On September 29, 2020, the S3P Agrifood on Traceability & Big Data Platform hold a presentation in a form of an online webinar on the topic of “Earth observation using artificial intelligence”. The presentation was given by João Ribau, Head of the Intelligent and Digital Systems R&D Unit at the Portuguese Instituto de Soldadura e Qualidade (ISQ), and Bruno Ferreira, who is also a researcher at this unit at ISQ.
What is Earth observation
At first, they talked about Earth Observation (EO) as a science that collects remote sensing techniques and collect information about the Earth. On the one hand, we can use it to improve our knowledge of planetary interactions, such as physical, biological, chemical, and anthropological interactions. On the other hand, it supports research in areas such as oceanography, agriculture, climatology, meteorology, ecology and the environment, and infrastructure.
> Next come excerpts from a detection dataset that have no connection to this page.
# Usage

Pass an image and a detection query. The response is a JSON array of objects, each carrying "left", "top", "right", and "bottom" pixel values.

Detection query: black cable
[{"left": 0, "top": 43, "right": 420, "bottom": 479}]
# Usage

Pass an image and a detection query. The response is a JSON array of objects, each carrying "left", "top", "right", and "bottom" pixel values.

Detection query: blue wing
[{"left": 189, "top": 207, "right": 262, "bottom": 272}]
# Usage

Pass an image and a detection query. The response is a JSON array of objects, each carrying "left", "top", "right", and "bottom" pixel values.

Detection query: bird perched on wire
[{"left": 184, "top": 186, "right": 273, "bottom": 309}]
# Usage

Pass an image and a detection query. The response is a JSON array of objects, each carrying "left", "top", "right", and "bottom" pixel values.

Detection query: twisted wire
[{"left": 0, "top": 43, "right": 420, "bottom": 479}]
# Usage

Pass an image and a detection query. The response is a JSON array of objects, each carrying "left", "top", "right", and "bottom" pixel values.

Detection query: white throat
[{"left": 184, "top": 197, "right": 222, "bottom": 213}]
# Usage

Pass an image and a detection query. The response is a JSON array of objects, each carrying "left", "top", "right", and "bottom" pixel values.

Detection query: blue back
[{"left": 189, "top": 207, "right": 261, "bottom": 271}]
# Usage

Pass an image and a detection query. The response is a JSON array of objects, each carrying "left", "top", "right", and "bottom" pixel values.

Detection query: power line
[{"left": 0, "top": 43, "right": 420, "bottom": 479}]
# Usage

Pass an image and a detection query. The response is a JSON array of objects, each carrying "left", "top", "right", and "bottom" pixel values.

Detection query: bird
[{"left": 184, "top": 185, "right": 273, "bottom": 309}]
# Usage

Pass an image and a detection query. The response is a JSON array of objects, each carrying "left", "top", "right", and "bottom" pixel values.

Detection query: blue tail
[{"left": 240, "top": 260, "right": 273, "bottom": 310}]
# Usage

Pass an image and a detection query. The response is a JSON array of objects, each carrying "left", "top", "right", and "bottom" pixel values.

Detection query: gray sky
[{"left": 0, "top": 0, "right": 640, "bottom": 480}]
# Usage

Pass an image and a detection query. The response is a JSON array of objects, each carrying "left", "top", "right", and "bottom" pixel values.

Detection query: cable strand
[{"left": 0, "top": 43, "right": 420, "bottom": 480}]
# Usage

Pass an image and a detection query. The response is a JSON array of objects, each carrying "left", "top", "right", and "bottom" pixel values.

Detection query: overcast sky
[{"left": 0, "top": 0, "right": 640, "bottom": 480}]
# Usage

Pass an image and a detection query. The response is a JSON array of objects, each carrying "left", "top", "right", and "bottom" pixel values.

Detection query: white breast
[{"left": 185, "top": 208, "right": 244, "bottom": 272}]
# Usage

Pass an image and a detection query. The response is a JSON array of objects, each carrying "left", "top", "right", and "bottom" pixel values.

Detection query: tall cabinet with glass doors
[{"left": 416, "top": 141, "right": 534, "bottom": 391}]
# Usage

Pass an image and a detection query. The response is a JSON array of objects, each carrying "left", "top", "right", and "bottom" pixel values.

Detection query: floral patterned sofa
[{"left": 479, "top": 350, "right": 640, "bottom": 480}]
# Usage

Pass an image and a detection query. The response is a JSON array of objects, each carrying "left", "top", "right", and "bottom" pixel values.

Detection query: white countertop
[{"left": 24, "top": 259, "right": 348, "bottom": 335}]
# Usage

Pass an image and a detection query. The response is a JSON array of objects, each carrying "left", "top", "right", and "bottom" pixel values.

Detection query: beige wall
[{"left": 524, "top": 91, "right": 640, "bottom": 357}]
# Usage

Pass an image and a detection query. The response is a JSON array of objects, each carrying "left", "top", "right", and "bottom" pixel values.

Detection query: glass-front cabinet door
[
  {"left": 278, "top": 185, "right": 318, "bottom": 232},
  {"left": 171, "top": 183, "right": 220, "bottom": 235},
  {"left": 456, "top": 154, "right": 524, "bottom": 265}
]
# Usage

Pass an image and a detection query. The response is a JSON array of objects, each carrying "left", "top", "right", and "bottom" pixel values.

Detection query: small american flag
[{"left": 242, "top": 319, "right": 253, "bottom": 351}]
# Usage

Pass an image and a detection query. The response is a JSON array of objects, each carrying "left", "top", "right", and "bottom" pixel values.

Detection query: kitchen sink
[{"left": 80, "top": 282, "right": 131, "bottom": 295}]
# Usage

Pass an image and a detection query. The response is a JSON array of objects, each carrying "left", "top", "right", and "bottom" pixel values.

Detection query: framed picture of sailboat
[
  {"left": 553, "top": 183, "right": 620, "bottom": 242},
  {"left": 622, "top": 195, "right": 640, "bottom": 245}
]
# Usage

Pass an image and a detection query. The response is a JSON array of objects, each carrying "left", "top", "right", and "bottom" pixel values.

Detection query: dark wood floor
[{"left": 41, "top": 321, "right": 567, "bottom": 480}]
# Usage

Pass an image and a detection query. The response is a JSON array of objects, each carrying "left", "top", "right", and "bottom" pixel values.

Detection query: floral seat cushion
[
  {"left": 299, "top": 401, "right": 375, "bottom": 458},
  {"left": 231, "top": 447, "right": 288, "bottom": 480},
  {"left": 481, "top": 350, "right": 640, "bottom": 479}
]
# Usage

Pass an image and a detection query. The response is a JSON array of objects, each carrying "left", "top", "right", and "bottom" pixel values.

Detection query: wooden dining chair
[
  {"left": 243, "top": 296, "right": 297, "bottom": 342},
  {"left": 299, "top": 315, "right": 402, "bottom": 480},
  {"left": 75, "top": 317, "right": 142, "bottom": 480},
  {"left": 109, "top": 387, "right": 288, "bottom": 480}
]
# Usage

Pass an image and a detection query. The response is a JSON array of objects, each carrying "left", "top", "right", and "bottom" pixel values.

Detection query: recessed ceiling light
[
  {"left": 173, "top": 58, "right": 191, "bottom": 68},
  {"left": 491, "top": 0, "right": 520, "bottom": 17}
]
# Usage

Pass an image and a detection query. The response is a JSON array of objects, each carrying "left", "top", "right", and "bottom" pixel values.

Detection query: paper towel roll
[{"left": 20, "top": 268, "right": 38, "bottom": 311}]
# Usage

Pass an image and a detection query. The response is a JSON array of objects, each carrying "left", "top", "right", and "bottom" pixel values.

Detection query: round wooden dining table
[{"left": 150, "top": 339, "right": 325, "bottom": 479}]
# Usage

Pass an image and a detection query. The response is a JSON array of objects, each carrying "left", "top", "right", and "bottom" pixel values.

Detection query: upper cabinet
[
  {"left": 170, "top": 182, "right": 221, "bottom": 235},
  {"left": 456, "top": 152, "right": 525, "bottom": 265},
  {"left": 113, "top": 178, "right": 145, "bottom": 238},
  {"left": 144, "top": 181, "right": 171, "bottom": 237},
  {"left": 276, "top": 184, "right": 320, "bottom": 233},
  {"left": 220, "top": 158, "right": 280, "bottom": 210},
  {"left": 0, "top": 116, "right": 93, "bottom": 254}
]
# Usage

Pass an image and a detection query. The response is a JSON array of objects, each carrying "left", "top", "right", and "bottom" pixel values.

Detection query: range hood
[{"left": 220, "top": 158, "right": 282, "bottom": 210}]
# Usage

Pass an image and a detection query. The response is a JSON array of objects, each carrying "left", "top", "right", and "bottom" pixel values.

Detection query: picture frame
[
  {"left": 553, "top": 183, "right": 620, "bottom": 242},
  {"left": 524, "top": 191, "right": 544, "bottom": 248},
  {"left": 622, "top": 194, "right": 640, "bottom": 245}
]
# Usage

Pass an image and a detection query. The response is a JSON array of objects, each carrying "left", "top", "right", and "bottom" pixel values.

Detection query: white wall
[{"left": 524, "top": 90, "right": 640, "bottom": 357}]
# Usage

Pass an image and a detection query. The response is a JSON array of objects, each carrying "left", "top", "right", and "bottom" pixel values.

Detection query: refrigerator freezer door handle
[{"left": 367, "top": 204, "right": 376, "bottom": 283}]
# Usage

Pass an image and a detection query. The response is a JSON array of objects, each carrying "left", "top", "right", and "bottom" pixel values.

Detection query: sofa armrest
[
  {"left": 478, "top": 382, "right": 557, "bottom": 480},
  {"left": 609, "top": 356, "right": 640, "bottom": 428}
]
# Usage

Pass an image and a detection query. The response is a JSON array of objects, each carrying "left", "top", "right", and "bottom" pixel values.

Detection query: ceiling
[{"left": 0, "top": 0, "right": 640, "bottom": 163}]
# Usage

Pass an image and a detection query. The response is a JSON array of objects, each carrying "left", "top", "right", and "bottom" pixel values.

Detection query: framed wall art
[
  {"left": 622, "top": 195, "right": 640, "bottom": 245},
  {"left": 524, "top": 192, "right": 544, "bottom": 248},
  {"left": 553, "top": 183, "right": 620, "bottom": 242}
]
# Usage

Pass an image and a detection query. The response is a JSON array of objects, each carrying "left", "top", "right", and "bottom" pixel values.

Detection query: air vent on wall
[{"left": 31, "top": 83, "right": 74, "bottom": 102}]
About satellite resolution
The next topic was satellite resolution. Three types of that can be distinguished: 1.) spectral resolution, 2.) spatial resolution and 3.) temporal resolution. The different uses of EO were presented on the event with various examples. These include monitoring agricultural use, environmental disasters and human activities. Thanks to the evolution of Earth Observation research, science has reached this level, the first step taken in this field being in 1959, when the Explorer 7 satellite was launched.
Why is it worth using AI?
In the continuation of the webinar, the two experts discussed why it is worth using artificial intelligence (AI). The main reason is that a machine can mimic intelligent human behavior, but is potentially faster and can handle much more information. The first steps in this regard were taken in the 1940s, in parallel with the invention of the computer. Today, AI is already in everyday use, including big data processing, global connectivity, and open source software. The spectrum of AI is constantly expanding and already includes more intelligent systems than automated, assisted, augmented and autonomous intelligent systems. Of course, the risk factor can also be found here, which they try to improve with continuous improvements.
The last chapter of the presentation focused on Machine Learning (ML). The purpose of ML is to allow machines to learn data without having to specifically program it. They learn categorization, processes, and deep learning that integrates the brain’s biological neural network-inspired algorithms, called Artificial Neural Networks. After that, the Earth observation applications of artificial intelligence were also covered. These include biodiversity, healthy oceans, water security, climate change and clean air. These will allow us to better track the change on our Earth.
The webinar presented many interesting solutions that are useful for the Regions 4Food Interreg Europe project, where the South Transdanubian Regional Innovation Agency takes part in partner capacity.